Новый год встречали дружно, всем экипажем. В матросской столовой на плавбазе, вокруг метровой искусственной елочки накрыли праздничные столы. Праздничному ужину предшествовал самодеятельный концерт. На удивление всем, на корабле нашлись таланты, которые пели под гитару, играли на аккордеоне, исполняли акробатические номера и показывали фокусы. Организация этого мероприятия несомненная заслуга заместителя командира, который не только нашел исполнителей, но и, самое главное, уговорил их выступить на концерте. Были, правда, курьезы. Плисецкий, на первом же аккорде «Back in The U.S.S.R.», остановил командира первого дивизиона Исаковского, уже исполнившего под гитару несколько песен «Битлз» на «бис». Оказывается, в Советском Союзе эта песня запрещена.
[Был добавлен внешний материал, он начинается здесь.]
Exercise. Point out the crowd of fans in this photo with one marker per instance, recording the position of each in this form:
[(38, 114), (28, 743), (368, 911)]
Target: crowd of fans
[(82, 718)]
Шампанское, предварительно закупленное в Союзе, стояло не только на офицерских и мичманских столах, но и у личного состава. Одиночки – любители крепких напитков нашлись у тех и у других, но обошлось без происшествий. На следующий день всем экипажем пошли на пляж. Так на К-30 отпраздновали Новый 1985 год.
Глава XIV
В очередную малую автономку вышли только в конце января. До этого сдавали задачи штабу эскадры. Ушли не тяготясь, как на недельный выход. Автономка такой и получилась, только не на неделю, а на месяц. Две недели обеспечивали работу научно-исследовательского судна «Академик Виноградов», судна размером с океанский буксир. Работа с «Виноградовым» заключалась в том, что К-30, по команде старшего с судна, которого в переговорах по радио называли «академиком», погружалась в установленное время и шла на определенных им курсах, глубинах, скоростях. Нетрудно было понять, что на «Виноградове» отрабатывают какую-то новую аппаратуру слежения за подводными лодками. Эта, казалось бы, нетрудная задача измотала в конец весь экипаж подводной лодки.
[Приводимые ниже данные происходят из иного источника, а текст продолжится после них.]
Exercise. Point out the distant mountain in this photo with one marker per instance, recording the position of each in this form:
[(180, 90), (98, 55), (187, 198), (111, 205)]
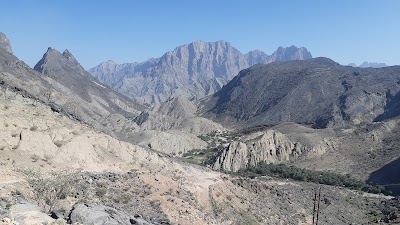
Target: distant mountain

Почти все две недели море сильно штормило, а по условиям работы большую часть времени К-30 должна была находиться в надводном положении. Мало кто из подводников был невосприимчив к морской болезни.
Лавров на вахте держался из последнего. Он уже привык к постоянно уходящей из под ног палубе, рвотным запахам, исходящим от содержимого банок из под регенеративных пластин, которые стояли перед вахтенными.
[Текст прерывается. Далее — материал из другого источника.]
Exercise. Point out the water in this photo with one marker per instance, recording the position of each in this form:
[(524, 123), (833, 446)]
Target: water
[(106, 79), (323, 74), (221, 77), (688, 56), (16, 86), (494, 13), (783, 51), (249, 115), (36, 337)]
– Товарищ капитан-лейтенант, не знаете, когда будем погружаться? – спросил, повернув к нему голову рулевой – сигнальщик старший матрос Сажин. Позеленевшее лицо и мутные от морской болезни глаза моряка выражали страдание. Лавров сам с нетерпением ожидал команды на погружение. Виски как обручем сдавила головная боль, и он с трудом сдерживал рвущийся изнутри приступ тошноты.
– Что? Совсем невмоготу?
– Нет. Но на глубине лучше.
– Потерпите! Сам адмирал Нельсон во время качки держал рядом с собой на всякий случай какую-нибудь емкость! – обнадежил Сажина историческим примером комдив-три. С трудом, сделав несколько шагов в сторону штурманской рубки, Лавров обнаружил в ней лежавшего грудью на штурманском столе Шатунова. Качка допекла и его.
– Что надо? – буркнул тот, не поднимаясь.
– Олег! Когда будем погружаться?
– По плану должны были сейчас. Но они как издеваются. Запросили «Добро», а эти шалапуты – «академик отдыхает»! Должны, скоро!